Echecs politiques majeurs
Dépourvue de vision, taiseuse et pas assez présente à Addis-Abeba, au goût des ambassadeurs africains auprès de l’UA, Mme Dlamini-Zuma, s’est surtout illustrée en reprenant l’agenda Afrique 2063, un programme fourre-tout de « renaissance africaine », et en organisant des sommets sur les questions du genre et le droit des femmes n’aboutissant à aucune réalisation concrète.
De fait, cet organe crucial de l’UA n’a jamais semblé aussi atone et inaudible sur les grands dossiers politiques et sécuritaires du continent, incapable de surmonter les divisions et d’établir un semblant de rapport de forces avec les chefs d’Etat.
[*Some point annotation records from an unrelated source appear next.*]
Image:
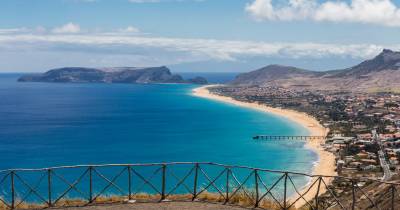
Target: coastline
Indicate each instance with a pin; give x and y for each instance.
(326, 160)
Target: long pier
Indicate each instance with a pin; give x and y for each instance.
(304, 138)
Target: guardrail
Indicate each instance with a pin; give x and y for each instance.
(190, 181)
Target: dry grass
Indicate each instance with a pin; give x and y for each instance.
(240, 199)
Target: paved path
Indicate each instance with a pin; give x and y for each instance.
(159, 206)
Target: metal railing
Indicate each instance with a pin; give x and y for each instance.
(191, 181)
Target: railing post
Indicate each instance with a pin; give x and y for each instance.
(90, 184)
(227, 185)
(317, 194)
(12, 190)
(256, 185)
(392, 196)
(196, 174)
(285, 192)
(164, 167)
(129, 183)
(49, 187)
(353, 191)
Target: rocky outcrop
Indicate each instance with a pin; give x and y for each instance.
(110, 75)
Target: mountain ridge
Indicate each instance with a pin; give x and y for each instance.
(138, 75)
(382, 72)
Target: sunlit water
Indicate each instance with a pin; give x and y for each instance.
(47, 124)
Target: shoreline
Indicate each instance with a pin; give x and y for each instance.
(326, 160)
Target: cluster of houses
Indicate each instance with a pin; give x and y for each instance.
(353, 115)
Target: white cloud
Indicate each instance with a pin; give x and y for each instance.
(193, 49)
(12, 30)
(69, 28)
(129, 29)
(378, 12)
(144, 1)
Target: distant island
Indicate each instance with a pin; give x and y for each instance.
(137, 75)
(377, 74)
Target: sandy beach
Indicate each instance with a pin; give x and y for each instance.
(326, 162)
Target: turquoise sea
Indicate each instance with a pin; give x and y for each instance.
(46, 124)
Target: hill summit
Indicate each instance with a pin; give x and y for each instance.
(379, 73)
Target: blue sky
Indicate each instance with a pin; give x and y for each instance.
(194, 35)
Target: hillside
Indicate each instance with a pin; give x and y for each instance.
(110, 75)
(379, 73)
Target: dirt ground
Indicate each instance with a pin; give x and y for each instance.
(159, 206)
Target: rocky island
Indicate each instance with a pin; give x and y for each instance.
(111, 75)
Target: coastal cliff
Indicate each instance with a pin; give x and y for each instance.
(110, 75)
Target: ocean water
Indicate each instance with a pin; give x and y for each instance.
(47, 124)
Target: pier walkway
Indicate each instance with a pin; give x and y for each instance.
(304, 138)
(159, 206)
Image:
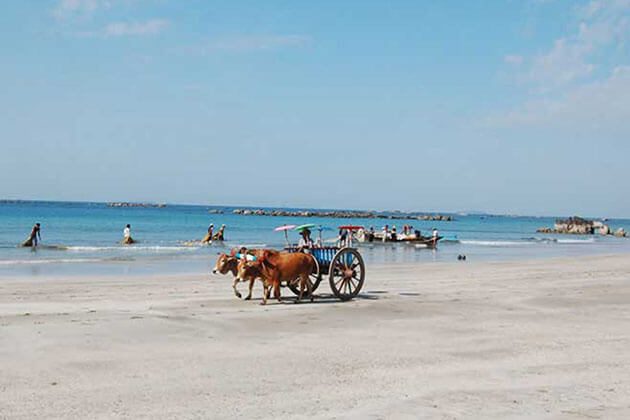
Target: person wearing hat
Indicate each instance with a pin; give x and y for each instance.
(306, 242)
(220, 236)
(208, 238)
(34, 238)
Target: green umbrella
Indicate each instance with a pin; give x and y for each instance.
(308, 226)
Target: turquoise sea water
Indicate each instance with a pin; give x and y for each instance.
(88, 236)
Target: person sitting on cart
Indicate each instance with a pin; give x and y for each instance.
(343, 237)
(306, 242)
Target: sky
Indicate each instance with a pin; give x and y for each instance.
(504, 106)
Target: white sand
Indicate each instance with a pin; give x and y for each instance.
(530, 339)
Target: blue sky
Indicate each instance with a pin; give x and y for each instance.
(502, 106)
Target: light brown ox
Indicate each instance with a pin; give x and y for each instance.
(274, 268)
(229, 264)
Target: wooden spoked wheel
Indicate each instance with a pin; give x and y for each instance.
(347, 273)
(315, 278)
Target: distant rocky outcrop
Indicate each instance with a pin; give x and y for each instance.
(126, 204)
(342, 214)
(579, 226)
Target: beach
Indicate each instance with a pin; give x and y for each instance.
(525, 339)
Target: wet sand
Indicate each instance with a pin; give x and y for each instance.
(539, 339)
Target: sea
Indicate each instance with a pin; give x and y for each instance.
(81, 238)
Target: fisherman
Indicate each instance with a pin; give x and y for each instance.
(208, 238)
(34, 238)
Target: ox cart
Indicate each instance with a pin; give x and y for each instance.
(342, 265)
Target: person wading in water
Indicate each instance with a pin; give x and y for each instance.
(34, 238)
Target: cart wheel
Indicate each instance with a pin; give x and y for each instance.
(315, 278)
(347, 273)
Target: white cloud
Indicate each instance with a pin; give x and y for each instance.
(601, 25)
(251, 43)
(68, 8)
(149, 27)
(583, 80)
(599, 105)
(513, 59)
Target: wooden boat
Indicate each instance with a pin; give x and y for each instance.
(424, 241)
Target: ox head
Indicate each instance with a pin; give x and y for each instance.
(223, 264)
(251, 267)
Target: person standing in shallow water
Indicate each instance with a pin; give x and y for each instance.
(127, 239)
(208, 238)
(34, 238)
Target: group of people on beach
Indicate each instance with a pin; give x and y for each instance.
(35, 237)
(392, 235)
(211, 236)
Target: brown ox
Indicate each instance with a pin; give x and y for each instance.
(274, 268)
(229, 264)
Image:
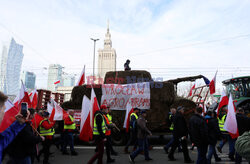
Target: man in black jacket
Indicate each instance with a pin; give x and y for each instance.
(214, 134)
(180, 134)
(199, 135)
(23, 146)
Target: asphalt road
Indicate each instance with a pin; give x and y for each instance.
(158, 154)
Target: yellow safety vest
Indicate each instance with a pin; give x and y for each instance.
(95, 130)
(46, 132)
(72, 126)
(136, 117)
(172, 124)
(221, 123)
(110, 118)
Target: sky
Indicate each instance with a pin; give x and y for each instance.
(168, 38)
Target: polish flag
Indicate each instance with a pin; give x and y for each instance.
(129, 111)
(94, 107)
(9, 115)
(86, 132)
(223, 101)
(23, 96)
(231, 122)
(191, 90)
(33, 98)
(59, 112)
(57, 82)
(212, 84)
(81, 80)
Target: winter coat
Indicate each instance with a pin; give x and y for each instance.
(214, 133)
(7, 136)
(180, 126)
(198, 130)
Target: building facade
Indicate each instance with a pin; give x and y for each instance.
(54, 75)
(11, 68)
(106, 56)
(29, 79)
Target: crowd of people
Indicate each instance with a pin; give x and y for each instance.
(204, 131)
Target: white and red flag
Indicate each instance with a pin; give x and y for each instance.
(94, 107)
(9, 115)
(223, 101)
(212, 84)
(129, 111)
(81, 80)
(191, 90)
(86, 132)
(23, 96)
(33, 98)
(230, 124)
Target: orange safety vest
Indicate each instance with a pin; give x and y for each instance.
(108, 132)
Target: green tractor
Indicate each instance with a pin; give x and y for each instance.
(239, 87)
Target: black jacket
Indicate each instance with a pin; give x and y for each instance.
(198, 130)
(24, 143)
(243, 123)
(99, 120)
(180, 126)
(214, 133)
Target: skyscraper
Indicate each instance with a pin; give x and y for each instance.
(11, 68)
(29, 79)
(55, 74)
(106, 56)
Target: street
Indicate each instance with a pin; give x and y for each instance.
(158, 154)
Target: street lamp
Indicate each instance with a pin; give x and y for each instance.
(94, 56)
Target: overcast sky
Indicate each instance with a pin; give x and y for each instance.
(168, 38)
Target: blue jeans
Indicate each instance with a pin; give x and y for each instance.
(26, 160)
(68, 140)
(202, 151)
(211, 152)
(142, 146)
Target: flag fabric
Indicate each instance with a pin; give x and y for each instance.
(94, 107)
(206, 80)
(9, 115)
(191, 90)
(231, 122)
(86, 132)
(129, 111)
(33, 98)
(223, 101)
(57, 82)
(81, 80)
(23, 96)
(212, 84)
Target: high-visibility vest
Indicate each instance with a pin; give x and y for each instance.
(172, 124)
(46, 132)
(108, 132)
(95, 130)
(72, 126)
(110, 118)
(221, 123)
(136, 117)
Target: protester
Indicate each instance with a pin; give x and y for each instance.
(69, 129)
(7, 136)
(23, 146)
(142, 134)
(132, 130)
(46, 129)
(180, 134)
(243, 124)
(99, 131)
(171, 128)
(199, 134)
(213, 135)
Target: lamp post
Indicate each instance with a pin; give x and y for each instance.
(94, 56)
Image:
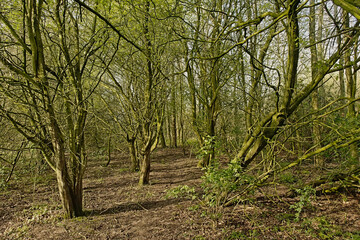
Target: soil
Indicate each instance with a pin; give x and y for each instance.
(117, 208)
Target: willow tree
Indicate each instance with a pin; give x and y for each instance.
(140, 77)
(289, 95)
(45, 81)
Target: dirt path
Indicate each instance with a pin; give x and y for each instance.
(117, 208)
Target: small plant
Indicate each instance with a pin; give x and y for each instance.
(287, 178)
(218, 183)
(306, 195)
(182, 191)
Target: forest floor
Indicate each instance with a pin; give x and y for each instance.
(116, 208)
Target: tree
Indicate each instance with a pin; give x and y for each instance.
(46, 83)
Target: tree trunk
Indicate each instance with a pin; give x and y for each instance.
(133, 158)
(319, 161)
(145, 168)
(351, 91)
(71, 195)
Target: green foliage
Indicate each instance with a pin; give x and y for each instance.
(182, 191)
(287, 178)
(306, 195)
(208, 147)
(219, 182)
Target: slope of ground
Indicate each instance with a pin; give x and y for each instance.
(116, 208)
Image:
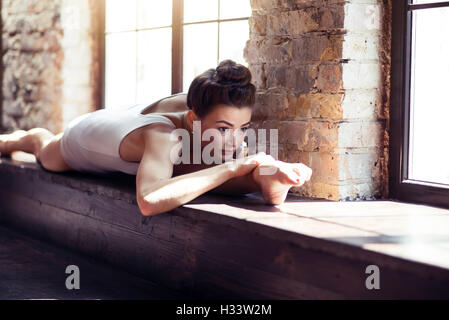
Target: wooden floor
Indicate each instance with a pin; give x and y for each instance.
(233, 247)
(31, 269)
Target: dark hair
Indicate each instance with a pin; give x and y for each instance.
(229, 84)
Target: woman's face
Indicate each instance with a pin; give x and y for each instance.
(230, 123)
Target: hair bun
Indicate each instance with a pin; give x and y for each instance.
(231, 73)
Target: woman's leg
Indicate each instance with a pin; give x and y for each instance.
(38, 141)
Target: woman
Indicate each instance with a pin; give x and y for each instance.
(137, 140)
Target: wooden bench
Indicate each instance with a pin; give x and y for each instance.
(235, 247)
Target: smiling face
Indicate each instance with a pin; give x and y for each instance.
(230, 122)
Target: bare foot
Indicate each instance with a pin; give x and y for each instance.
(4, 138)
(276, 179)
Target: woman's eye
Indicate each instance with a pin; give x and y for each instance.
(223, 129)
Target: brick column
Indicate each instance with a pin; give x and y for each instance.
(319, 69)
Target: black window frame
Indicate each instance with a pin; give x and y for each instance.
(400, 186)
(177, 44)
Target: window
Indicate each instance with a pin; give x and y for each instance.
(419, 152)
(155, 48)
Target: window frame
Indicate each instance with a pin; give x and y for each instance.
(2, 128)
(177, 44)
(400, 186)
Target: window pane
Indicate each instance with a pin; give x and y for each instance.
(120, 15)
(230, 9)
(429, 126)
(153, 64)
(200, 10)
(200, 50)
(154, 13)
(233, 37)
(120, 76)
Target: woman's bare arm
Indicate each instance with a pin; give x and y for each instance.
(157, 191)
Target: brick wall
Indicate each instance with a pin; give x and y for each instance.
(321, 69)
(49, 75)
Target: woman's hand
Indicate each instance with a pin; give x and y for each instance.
(277, 177)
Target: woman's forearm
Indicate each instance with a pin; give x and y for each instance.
(238, 185)
(171, 193)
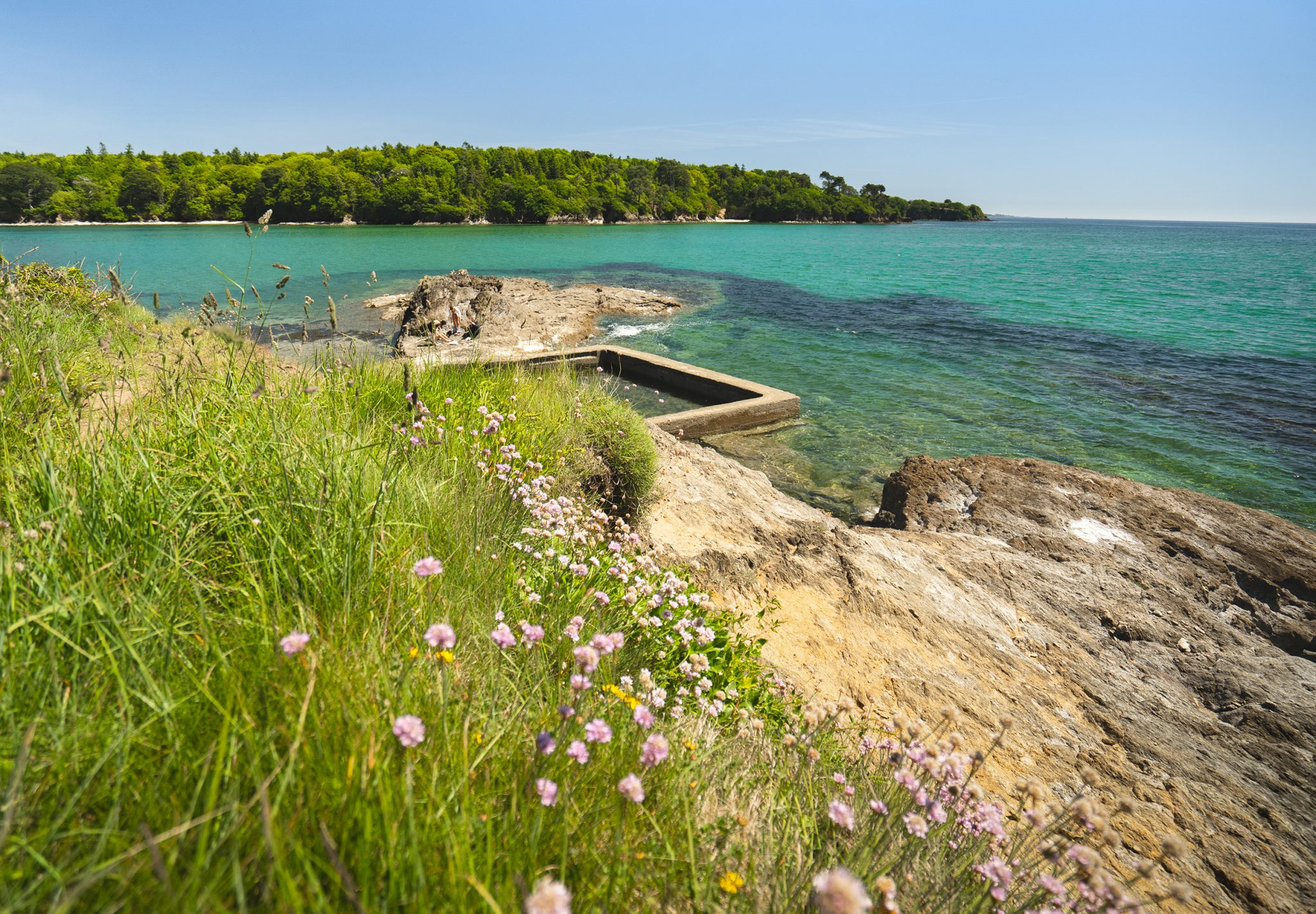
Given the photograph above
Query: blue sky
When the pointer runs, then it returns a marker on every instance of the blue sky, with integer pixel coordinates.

Pierre Nkurunziza, le président burundais, l’a bien compris, qui a plongé son pays dans un cycle de violences après avoir fait modifier la Constitution pour briguer un troisième mandat. Après quelques louvoiements, et quelques rodomontades de Mme Dlamini-Zuma, l’UA a dû renoncer, le 31 janvier, au déploiement de 5 000 hommes au Burundi dans le cadre d’une « mission de stabilisation ». Ce qui pourrait inspirer le président congolais Joseph Kabila, lequel semble caresser l’idée de ne pas quitter le pouvoir comme prévu fin 2016. L’UA a dépêché un « facilitateur » à Kinshasa pour tenter, en vain pour le moment, d’amorcer un dialogue entre pouvoir et opposition.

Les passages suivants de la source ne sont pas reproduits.